The alien charm of the bourgeoisie in Prada's FW25 The brand's women's collection brings the tropes of bon ton dressing back to their natural state
The interest in the bourgeoisie and bourgeois dressing has always reigned on the runways of Prada. A series of codes that are neither popular nor aristocratic, embodying moral and social values whose common vanishing point is a sense of stability and centering that is both aesthetic and cultural. The question that Miuccia Prada and Raf Simons seemed to ask themselves with Prada's FW25 women's collection was precisely about this centering: what would happen if it were shifted? How can a system of clothing, which is also a system of values, be disrupted? The answer came in the form of altered proportions, whimsical details like bows and oversized vintage buttons animated by an almost raw design, deliberately imperfect, where high-waisted skirts compress into folds, where classic and ethereal bow blouses turn into rigid leather jackets, where noble fur takes on proportions and cuts that exaggerate and abstract anatomy. As if the garments, with their unfinished hems and embellishments that, precisely because they were dated, appeared so intriguing, were alluding to the progressive decomposition of the bourgeoisie they represented, teetering on the edge of recognizability before signs and meanings crumble—a process of alienation that Prada often explores, this time with an almost sardonic tone, typical of Raf Simons' slightly dark and vaguely pessimistic intellectualism. The leitmotif of the collection was a 1960s dress, appearing in various iterations, falling boxy on the models' bodies, avoiding tracing their silhouette and almost distorting it through waist details seemingly placed deliberately lower, with a silhouette that, rather than elongating, drooped, from which, occasionally, a shirt with a rigorously disheveled collar emerged.

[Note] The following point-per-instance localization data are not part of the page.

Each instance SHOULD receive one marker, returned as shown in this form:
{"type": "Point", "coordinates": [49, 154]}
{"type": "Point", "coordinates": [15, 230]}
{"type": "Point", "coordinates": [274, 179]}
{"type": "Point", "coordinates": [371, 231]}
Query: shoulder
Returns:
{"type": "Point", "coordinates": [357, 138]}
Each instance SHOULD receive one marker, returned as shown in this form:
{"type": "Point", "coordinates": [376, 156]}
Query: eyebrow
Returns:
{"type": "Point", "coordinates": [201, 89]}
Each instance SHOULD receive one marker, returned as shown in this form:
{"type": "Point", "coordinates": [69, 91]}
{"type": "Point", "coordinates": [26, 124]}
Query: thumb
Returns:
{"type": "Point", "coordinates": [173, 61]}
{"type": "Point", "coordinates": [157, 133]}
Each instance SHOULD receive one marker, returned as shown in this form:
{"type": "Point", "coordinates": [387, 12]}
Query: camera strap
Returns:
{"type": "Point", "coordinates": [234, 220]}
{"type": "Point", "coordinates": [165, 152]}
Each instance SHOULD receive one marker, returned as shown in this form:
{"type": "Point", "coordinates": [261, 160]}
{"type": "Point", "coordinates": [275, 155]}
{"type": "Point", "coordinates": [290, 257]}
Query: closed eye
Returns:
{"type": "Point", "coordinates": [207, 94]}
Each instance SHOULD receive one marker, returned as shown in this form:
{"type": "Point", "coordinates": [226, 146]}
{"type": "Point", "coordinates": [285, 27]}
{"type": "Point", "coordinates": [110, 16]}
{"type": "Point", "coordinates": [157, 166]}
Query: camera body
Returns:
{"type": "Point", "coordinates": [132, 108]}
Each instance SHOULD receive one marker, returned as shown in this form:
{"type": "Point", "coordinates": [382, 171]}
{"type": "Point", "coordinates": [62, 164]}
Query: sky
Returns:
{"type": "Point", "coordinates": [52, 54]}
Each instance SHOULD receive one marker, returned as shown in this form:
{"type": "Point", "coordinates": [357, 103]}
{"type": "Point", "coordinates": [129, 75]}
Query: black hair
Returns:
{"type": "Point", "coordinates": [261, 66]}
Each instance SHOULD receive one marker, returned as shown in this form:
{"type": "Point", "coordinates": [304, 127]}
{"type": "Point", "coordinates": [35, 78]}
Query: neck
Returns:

Beyond the strongly vintage soul of all the deconstructed garments with collars and oversized retro buttons, the dominant feeling on the runway was that of an altered normality—the knit dresses with little bows worn over jeans or slim-cut tailored trousers subverted a type of look (that of a long top over slim pants) quite typical of certain career-driven, mature women in less formal settings. But even the thick melange sweaters clashing with bow-adorned, button-covered skirts conveyed the sense of a woman with a complex and proudly displayed intellectuality—yet not for that reason any less consciously and ironically playful. In general, many tropes of formal dressing, with heavy wool suits, plaid or leather skirts, and coats with attached fur stoles, found new life through this series of irregular ruching, raised topstitching, and midi dresses deformed and distorted by looser constructions that rendered them almost abstract and conceptual. A recent trope, already seen in other forms at both Prada and Miu Miu, also made an appearance: the juxtaposition of a sporty, fitted, and youthful top—often extravagant—with trousers or a skirt featuring an emphatic sartorial rigidity. Likewise, other more or less subtle brand signatures appeared, such as the crinkled effect of the shirts and that intriguing coat whose buttons seemed to have been replaced by pearl pins, resembling clusters of grapes.